Congress also has not renewed a previous federal ban on assault weapons, though Democrats have introduced such legislation several times since the ban expired in 2004. The latest bill aimed at stopping assault-weapon manufacturing and making it harder to buy assault weapons already available was introduced last month in the U.S. House of Representatives.
Given the steep challenges Obama faces with a Republican-controlled Congress, he's now addressing the issue through executive actions and looking to rally local officials around his cause.
What can cities and counties do to regulate guns?
Obama's push to gain more traction around the country on gun control will likely meet legal challenges if local officials try to pass city or county gun laws.
Most states have laws prohibiting local jurisdictions from passing any gun control regulations that would be more restrictive than state law, according to the National Rifle Association and the Law Center to Prevent Gun Violence _ two key advocacy groups that generally are on opposite sides of the debate over gun control.
States that give local elected officials little flexibility for policies restricting guns include Florida, Georgia, Idaho, Illinois, Kansas, Kentucky, Mississippi, Missouri, North Carolina, Pennsylvania, South Carolina, Texas and Washington.
In California, cities and counties are allowed to regulate some areas involving guns.

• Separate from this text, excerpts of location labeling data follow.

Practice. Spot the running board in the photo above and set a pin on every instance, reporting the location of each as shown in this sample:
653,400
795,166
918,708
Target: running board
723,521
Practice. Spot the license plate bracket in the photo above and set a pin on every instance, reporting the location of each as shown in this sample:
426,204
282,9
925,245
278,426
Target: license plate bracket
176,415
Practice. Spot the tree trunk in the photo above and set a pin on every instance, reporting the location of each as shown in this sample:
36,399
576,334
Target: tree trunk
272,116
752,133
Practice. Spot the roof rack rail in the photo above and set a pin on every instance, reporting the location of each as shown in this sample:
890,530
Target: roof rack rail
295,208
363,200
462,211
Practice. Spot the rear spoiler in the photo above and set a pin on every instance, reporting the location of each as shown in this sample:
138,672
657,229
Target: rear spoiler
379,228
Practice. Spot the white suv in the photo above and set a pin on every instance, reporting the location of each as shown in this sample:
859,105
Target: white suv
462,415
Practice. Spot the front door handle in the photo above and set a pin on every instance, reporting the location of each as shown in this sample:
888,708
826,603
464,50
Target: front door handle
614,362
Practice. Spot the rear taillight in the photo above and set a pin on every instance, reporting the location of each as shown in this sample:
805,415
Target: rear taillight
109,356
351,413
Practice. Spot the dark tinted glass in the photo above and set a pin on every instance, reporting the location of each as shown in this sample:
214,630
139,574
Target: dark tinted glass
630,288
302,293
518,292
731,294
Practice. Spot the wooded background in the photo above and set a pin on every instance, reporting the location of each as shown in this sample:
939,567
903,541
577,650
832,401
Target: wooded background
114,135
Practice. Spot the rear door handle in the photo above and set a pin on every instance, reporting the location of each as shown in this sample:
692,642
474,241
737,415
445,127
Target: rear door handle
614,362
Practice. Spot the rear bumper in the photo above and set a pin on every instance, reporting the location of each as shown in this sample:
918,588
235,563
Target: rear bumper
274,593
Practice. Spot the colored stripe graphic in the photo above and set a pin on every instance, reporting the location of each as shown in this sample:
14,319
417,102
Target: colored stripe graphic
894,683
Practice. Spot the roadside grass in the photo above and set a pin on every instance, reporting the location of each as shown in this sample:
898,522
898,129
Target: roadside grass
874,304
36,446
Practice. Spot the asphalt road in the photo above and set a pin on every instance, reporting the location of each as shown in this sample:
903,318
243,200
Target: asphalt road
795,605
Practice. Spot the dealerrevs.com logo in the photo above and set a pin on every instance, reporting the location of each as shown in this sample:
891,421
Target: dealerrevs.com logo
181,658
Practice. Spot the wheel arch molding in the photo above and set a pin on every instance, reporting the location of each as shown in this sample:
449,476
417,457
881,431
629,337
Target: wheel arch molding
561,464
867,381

But localities are generally prohibited from passing laws that would undermine California's strict gun purchasing and licensing requirements.
What impact does executive action have?
The president's recently proposed gun control and safety measures may have only modest effects _ as did his last major round of gun executive orders, in 2013.
Although some of Obama's 2013 executive measures may have been useful _ including improving data collection _ they were "pretty small-bore items that show the limitation of what a president can do with executive action on any given subject," said Robert Spitzer, a political scientist at State University of New York-Cortland who has written extensively on gun control.
A president's power, Spitzer said, is limited, compared with what Congress could achieve through legislative action.
Although requiring more gun sellers to obtain federal licenses will increase the number of buyers who undergo background checks, the "actual consequence is likely going to be fairly small," Spitzer said.
And some of Obama's measures may still require congressional approval, including his request for money to hire 200 new agents and investigators for the Bureau of Alcohol, Tobacco, Firearms and Explosives, and $500 million to increase access to mental health services.
Already, the president is hitting stumbling blocks related to his 2013 orders. Then, he urged Congress to confirm a permanent leader for the ATF, saying lawmakers needed "to help, rather than hinder, law enforcement as it does its job."
The Senate confirmed acting director B. Todd Jones several months later, but Jones left the agency last March and it is again without a permanent director.